There’s been a lot of fuss recently about the iPhone 6s. I got the iPhone 6 Plus last year and it has changed the way I use mobiles.
Of course, the primary reason is that it’s bigger. Anyone who’s had one for a while and then looks back at the iPhone 4/5 that it replaced is usually shocked by how small the latter is. How the hell did i use that? And there are even bigger “phablets” out there too, some of which look faintly ridiculous clamped to the user’s ear.
The “smartphone” concept is just a little over 20 years old, and the term itself was first used in 1995, but the real development followed the introduction of Apple’s iPhone in 2007. That’s less than a decade but in that time the smartphone has revoultionised search and will go on to possibly change the very meaning of the word in the coming years.
In 2014,14% of consumers in the UK and Ireland used their smartphone during a purchase: that’s more than anywhere else in the world. And 60% of people viewed their mobile before setting foot in a real store.
The big issue — despite the advent of the “phablet” — is screen size. The traditional web does not fit, let alone a keyboard. So, as far as search goes, everyone is now being encouraged to say what they want instead of typing it.
That’s hard for a lot of people, myself included. It’s not just that I feel silly talking to a machine, it’s also that I don’t like sometimes very private stuff being overheard by all those around me. Nevertheless, for the first time the other day, albeit in the privacy of my car, I told Siri to record the time of a dental appointment … and “she” did!
Of course, one thing about saying and not typing is that there are no spolling mistooks! The power of Siri, or Google Now, or Windows Cortana, is to be able to recognise the difference between “write”, “right”, “wright” and “rite”, or “hair”, “hare”, “air”, or “hayer”.
There’s still a way to go: a few minutes after my successful calendar episode I asked Siri to send a text to my wife and “she” flatly denied that the phone number in question even existed. Pseudo-female intelligent algorithm interfaces, huh?

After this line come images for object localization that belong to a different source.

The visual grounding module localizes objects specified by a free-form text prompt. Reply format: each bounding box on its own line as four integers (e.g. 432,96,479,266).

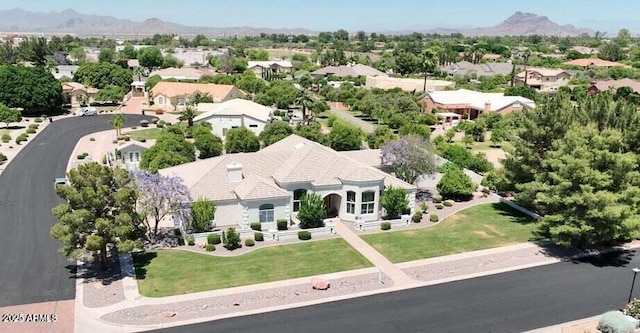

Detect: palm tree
521,49,532,86
188,91,212,106
179,105,198,127
133,67,146,81
295,90,319,122
109,113,125,137
420,49,437,92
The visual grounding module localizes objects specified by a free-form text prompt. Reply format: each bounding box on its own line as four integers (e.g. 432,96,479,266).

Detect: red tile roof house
588,78,640,94
149,82,244,111
563,58,631,69
420,89,536,120
62,82,99,107
159,135,417,231
515,68,572,92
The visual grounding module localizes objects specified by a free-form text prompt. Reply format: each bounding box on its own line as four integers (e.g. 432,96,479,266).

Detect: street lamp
628,267,640,303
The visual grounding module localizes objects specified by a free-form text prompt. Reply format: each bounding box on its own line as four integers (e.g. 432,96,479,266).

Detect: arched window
158,96,165,105
293,189,307,212
346,191,356,214
361,191,375,214
259,204,274,223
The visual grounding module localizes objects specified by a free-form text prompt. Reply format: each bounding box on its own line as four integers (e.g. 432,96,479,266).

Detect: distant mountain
0,8,596,37
426,12,595,37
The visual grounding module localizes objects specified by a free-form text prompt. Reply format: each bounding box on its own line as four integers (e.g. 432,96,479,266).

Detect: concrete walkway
327,108,377,133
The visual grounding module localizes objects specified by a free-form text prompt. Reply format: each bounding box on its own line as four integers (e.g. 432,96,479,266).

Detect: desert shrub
255,232,264,242
140,120,149,127
186,236,195,246
222,227,241,250
25,128,35,134
207,233,221,245
205,244,215,252
420,202,428,212
245,239,255,247
77,153,89,160
34,118,42,123
0,153,6,164
624,299,640,319
177,236,185,246
250,222,262,231
430,214,439,222
277,219,288,231
381,222,391,230
443,201,453,207
597,311,634,333
1,134,10,142
89,137,95,142
432,195,443,203
28,124,38,129
435,204,444,209
412,211,423,223
298,231,312,240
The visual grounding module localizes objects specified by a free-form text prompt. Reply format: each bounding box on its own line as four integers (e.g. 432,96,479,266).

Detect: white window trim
346,191,356,214
361,191,375,215
259,204,274,223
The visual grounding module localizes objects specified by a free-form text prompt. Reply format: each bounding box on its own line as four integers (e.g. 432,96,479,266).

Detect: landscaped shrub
432,195,443,203
123,136,131,141
34,118,42,123
89,137,95,142
152,118,159,124
28,124,38,129
157,122,165,128
15,135,27,144
207,233,221,245
435,204,444,210
277,219,288,231
25,128,36,134
381,186,409,219
1,134,10,143
186,236,195,246
205,244,215,252
420,202,428,213
102,155,107,164
381,222,391,230
430,214,439,222
437,168,476,201
298,231,312,240
624,299,640,319
245,239,255,247
139,138,147,143
177,236,185,246
443,201,453,207
0,153,6,164
131,126,137,130
597,311,634,333
112,140,118,144
222,227,241,250
255,232,264,242
191,198,216,233
140,120,149,127
412,211,423,223
77,152,89,160
298,193,326,229
250,222,262,231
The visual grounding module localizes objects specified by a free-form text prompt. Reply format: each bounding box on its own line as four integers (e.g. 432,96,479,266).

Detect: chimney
226,163,243,183
484,101,492,114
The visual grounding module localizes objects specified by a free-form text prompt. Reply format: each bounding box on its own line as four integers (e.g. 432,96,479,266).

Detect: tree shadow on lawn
130,251,157,281
65,252,128,286
2,125,25,130
489,202,538,225
535,240,636,267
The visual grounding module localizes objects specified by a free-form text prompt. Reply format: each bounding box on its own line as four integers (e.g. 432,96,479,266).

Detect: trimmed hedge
0,152,6,164
430,214,439,222
25,128,36,134
245,239,255,247
205,244,215,252
381,222,391,230
277,219,288,231
1,134,10,143
207,233,221,245
412,211,423,223
435,204,444,210
432,195,443,203
298,231,312,241
255,232,264,242
443,201,453,207
28,124,38,129
34,118,43,123
77,152,89,160
250,222,262,231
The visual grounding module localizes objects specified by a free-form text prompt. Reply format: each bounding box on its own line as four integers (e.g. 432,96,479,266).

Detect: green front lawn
362,203,538,263
133,238,372,297
125,128,163,141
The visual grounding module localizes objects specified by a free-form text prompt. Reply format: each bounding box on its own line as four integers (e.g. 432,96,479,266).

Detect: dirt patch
445,214,466,224
473,231,492,239
476,149,507,168
483,224,505,237
373,244,386,251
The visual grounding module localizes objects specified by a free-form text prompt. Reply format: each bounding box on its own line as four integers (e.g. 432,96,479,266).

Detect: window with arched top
259,204,274,223
361,191,375,214
346,191,356,214
293,189,307,212
158,96,165,105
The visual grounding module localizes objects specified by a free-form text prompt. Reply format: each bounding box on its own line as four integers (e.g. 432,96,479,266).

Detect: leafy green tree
367,125,397,149
222,227,242,250
141,130,196,172
96,85,125,102
295,121,325,143
296,89,320,122
381,186,409,219
137,47,164,71
236,71,267,94
490,127,508,147
51,163,143,267
17,37,51,66
247,49,269,61
326,120,363,151
439,143,493,174
0,104,22,128
444,128,456,142
162,54,183,69
192,126,223,159
599,42,625,62
398,123,431,139
260,120,293,146
73,63,132,90
257,80,299,109
191,198,216,232
381,135,436,184
120,44,138,59
298,193,326,229
463,133,474,148
145,75,163,90
0,66,63,113
98,48,116,63
233,58,249,73
225,127,260,153
437,168,476,201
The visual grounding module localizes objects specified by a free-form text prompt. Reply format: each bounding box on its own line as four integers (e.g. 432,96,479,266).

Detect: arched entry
323,194,342,218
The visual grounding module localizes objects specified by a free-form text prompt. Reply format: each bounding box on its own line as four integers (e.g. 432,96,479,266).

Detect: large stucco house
420,89,536,120
159,135,416,231
194,99,274,138
150,82,243,111
62,82,99,107
515,68,572,92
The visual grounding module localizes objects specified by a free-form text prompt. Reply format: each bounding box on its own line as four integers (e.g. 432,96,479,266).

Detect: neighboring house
364,76,455,93
588,78,640,94
166,48,227,67
148,67,216,81
311,64,388,78
515,68,572,92
563,58,630,68
194,99,274,138
52,65,79,80
112,141,150,171
442,61,518,78
247,61,293,76
569,46,598,55
482,54,502,62
420,89,536,120
150,82,243,111
62,82,99,107
159,135,416,230
127,59,141,70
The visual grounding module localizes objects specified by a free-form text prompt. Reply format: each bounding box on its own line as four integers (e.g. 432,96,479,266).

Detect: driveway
150,250,638,333
0,114,154,307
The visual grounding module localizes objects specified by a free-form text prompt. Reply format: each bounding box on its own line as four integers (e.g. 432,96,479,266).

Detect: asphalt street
0,114,154,307
151,250,639,333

The big challenge for speech recognition is Mandarin Chinese, which has the most number of “homophones”. Ironically, it’s also probably one of the languages which would most benefit from accurate speech recognition.
I used to work as Production Editor on The Western Morning News in Plymouth. The South West has one of the largest populations of Chinese people in the UK said to be the result of centuries of Chinese laundrymen on board Royal Navy ships, so one Chinese New Year, we thought it would be great to print “Gung Hay Fat Choi!” — Happy New Year — in Mandarin, in big characters on the front page.

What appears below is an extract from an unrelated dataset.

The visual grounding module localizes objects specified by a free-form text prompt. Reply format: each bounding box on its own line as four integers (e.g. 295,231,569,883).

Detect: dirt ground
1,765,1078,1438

We had a Chinese reporter on staff and the night of publication he was holiday — it being Chinese New Year and all — but we published anyway and next day we got a deluge of calls from irate Mandarin readers (I think it was two in total, and they were giggling) to say we’d published the script upside down!
While this should be an example of how you should never take anything for granted — “assumption is the Mother of all Foulups” — the whole point of this piece is to highlight that the age of the keyword (as we know) it is coming to an end.
In my last piece I wrote how Semantic Search means you don’t need to worry about Keyword Densities, you only need to write authoritatively about your subject in a natural way. In a written context, it’s quite easy to distinguish between homophones or synonyms, but in a spoken query the difficulty increases a thousandfold. To cope with this, the search engines are using more complex algorithms and even artificial intelligence to return search results.
Use this to your benefit. Don’t get hung-up on keywords or even keyword groups.
Instead aim to master a subject, be it canoes or water beds, bee hives or used car sales. If your website speaks about its USP in an authoritative way, the keywords will follow, and so will the search results.
And when you write content for your site, think about how you you would talk about it. Read your words out lout to see if they make sense. Remember, many of the people searching for your content will as likely be saying what they want — out loud — to Siri or her counterparts.
In future posts I promise not to bang on quite so much about semantic search. Well, not much.